A propos de l’exposition L’atelier à l’instant, Le Grand Angle, Voiron

Tout est en suspens. Ce temps suspendu concerne aussi bien ce que représente de le dessin… que la façon dont le dessin est réalisé. Intrications d’éléments de mobilier, de rayonnages et de casiers, de machine-outils, de câbles électriques, de tuyauteries, de carton d’emballage et d’instrument de manutention (palettes, sangles, bâches, etc) : les mondes mise en scène par Virginie PIOTROWSKI relèvent des activités de stockages ou de rangement – des activités aussi de production, mais dont le produit serait indéterminé. Ce pourrait être des entrepôts, des réserves de musée, des ateliers d’artiste, etc. Des lieux, en tous les cas, dont toute présence humaine, à l’instant de la réalisation du dessin, est bannie.

Virginie Piotrowski « donne à voir » cette absence. Cette absence creuse l’espace du dessin. Elle le creuse d’autant plus, du reste, que l’artiste varie sa facture à l’intérieur d’une même œuvre : certaines zones relèvent du dessin abouti, travaillé jusqu’au léché, tandis que d’autres zones sont laissées en jachère : simple trait esquissé délimitant les contours de l’objet, mais sans aucune recherche de modelé. L’objet n’est indiqué, alors, que pour mémoire. Il n’est pas encore un objet distinct, mais une idée presque abstraite de l’objet.

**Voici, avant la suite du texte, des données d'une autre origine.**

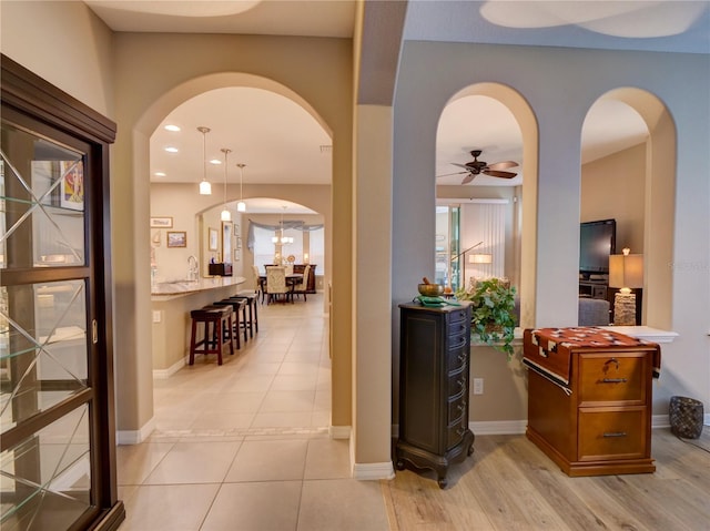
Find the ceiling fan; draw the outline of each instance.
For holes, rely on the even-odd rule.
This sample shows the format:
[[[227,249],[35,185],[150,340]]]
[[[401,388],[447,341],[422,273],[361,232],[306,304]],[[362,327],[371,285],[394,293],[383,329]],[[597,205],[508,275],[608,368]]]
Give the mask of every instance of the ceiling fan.
[[[455,166],[460,166],[465,169],[466,170],[465,172],[447,173],[445,175],[437,175],[437,177],[446,177],[449,175],[462,175],[466,173],[468,175],[464,177],[464,180],[462,181],[462,184],[467,184],[467,183],[470,183],[474,178],[476,178],[476,175],[479,175],[481,173],[484,175],[490,175],[491,177],[501,177],[501,178],[513,178],[517,175],[517,173],[505,171],[509,167],[517,166],[518,165],[517,162],[504,161],[504,162],[496,162],[495,164],[488,164],[487,162],[478,160],[478,156],[480,156],[480,150],[474,150],[470,152],[470,154],[474,157],[471,162],[467,162],[466,164],[458,164],[456,162],[452,163]]]

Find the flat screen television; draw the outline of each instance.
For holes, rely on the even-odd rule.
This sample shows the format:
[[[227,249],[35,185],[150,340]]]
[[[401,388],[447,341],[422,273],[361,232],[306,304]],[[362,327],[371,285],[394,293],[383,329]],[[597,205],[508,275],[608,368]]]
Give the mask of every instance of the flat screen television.
[[[616,219],[599,219],[579,224],[579,274],[609,274],[609,255],[616,253]]]

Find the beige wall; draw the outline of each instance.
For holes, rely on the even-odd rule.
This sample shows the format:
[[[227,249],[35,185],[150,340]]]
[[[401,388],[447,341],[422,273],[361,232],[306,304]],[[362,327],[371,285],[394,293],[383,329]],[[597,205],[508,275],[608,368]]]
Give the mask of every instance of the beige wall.
[[[535,75],[523,75],[530,65],[535,65]],[[663,76],[657,74],[660,70],[666,72]],[[437,73],[436,83],[432,82],[433,71]],[[592,71],[594,76],[587,75]],[[710,137],[704,120],[710,114],[710,86],[703,72],[707,73],[707,58],[693,54],[407,42],[394,114],[393,328],[397,329],[396,304],[410,298],[417,279],[433,273],[434,219],[428,211],[434,211],[432,171],[442,109],[452,94],[490,82],[521,94],[534,113],[538,135],[524,153],[521,285],[527,289],[530,280],[535,284],[530,292],[532,319],[524,324],[575,325],[581,127],[597,99],[617,88],[635,86],[645,91],[635,94],[635,109],[649,124],[656,142],[653,150],[643,155],[652,161],[646,164],[643,175],[642,248],[651,256],[648,292],[656,297],[648,324],[679,334],[672,344],[663,345],[665,367],[653,389],[653,411],[662,416],[673,394],[708,401],[710,160],[703,143]],[[585,83],[576,82],[580,79]],[[682,86],[677,79],[686,79]],[[626,101],[626,94],[616,95]],[[666,114],[656,113],[661,119],[647,112],[658,110],[650,101],[653,98],[667,109]],[[691,101],[696,106],[688,104]],[[515,111],[514,114],[518,115]],[[521,129],[527,146],[529,134],[525,126]],[[528,166],[535,156],[537,163]],[[616,213],[610,217],[617,217]],[[629,239],[638,239],[636,228]],[[530,248],[525,251],[526,246]],[[670,254],[665,255],[666,252]],[[498,358],[489,358],[474,349],[471,376],[480,376],[479,371],[489,375],[486,394],[493,397],[471,397],[471,420],[524,422],[525,374],[497,354]],[[396,367],[396,333],[393,356]],[[477,407],[481,401],[486,407]]]
[[[303,217],[313,219],[310,223],[324,223],[331,218],[331,186],[329,185],[258,185],[250,184],[243,186],[244,197],[277,197],[293,203],[298,203],[308,208],[321,213],[318,216],[295,216],[287,215],[288,219]],[[207,275],[207,264],[210,258],[219,259],[221,257],[221,244],[216,252],[210,251],[207,245],[209,228],[220,228],[220,213],[223,208],[222,197],[201,196],[194,184],[170,184],[153,183],[150,186],[151,194],[151,216],[171,216],[173,217],[173,228],[155,229],[152,228],[151,246],[154,248],[154,255],[158,261],[159,280],[174,280],[185,278],[187,272],[187,257],[193,255],[200,259],[200,274]],[[239,186],[227,186],[227,202],[234,201],[239,196]],[[252,286],[252,264],[254,263],[252,253],[246,248],[246,237],[248,231],[248,219],[256,221],[260,214],[242,214],[237,213],[232,206],[232,223],[240,226],[242,237],[242,251],[240,261],[233,262],[234,275],[243,276],[247,279],[250,287]],[[202,216],[202,223],[200,223]],[[271,217],[270,217],[271,219]],[[278,216],[273,218],[278,222]],[[185,231],[187,232],[186,248],[166,248],[165,233],[168,231]],[[326,224],[325,233],[331,234],[332,227]],[[152,238],[159,235],[162,244],[155,247]],[[328,264],[318,264],[317,274],[323,275],[328,269]],[[325,279],[327,284],[328,279]]]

Ce contraste provoque des ruptures au sein du dessin : il semble interrompre l’exécution de l’oeuvre, tout comme la scène figurée semble avoir été interrompue pour les besoins de l’exécution de ladite œuvre. Il y a une parfaite adéquation entre la forme et le fond, le contenu et le contenant. D’autant que Virginie Piotrowski parsème ses dessins d’éléments incongrus : fines baguettes noires à la présence inexplicable, coulures délibérées de couleurs, taches noires exécutés au pastel gras, enroulements de câbles tournant au gribouillage, etc. Chacun de ces gestes picturaux ou graphiques ouvre une brèche dans l’illusionnisme du dessin. Il renvoie le dessin à ce qu’il est vraiment : un ensemble de lignes et de taches disposées sur une feuille de papier. Et il nous rappelle que, des siècles durant, le dessin fut (y compris étymologiquement) un dessein d’artiste laissé à l’état de projet. Donc, une œuvre en suspens.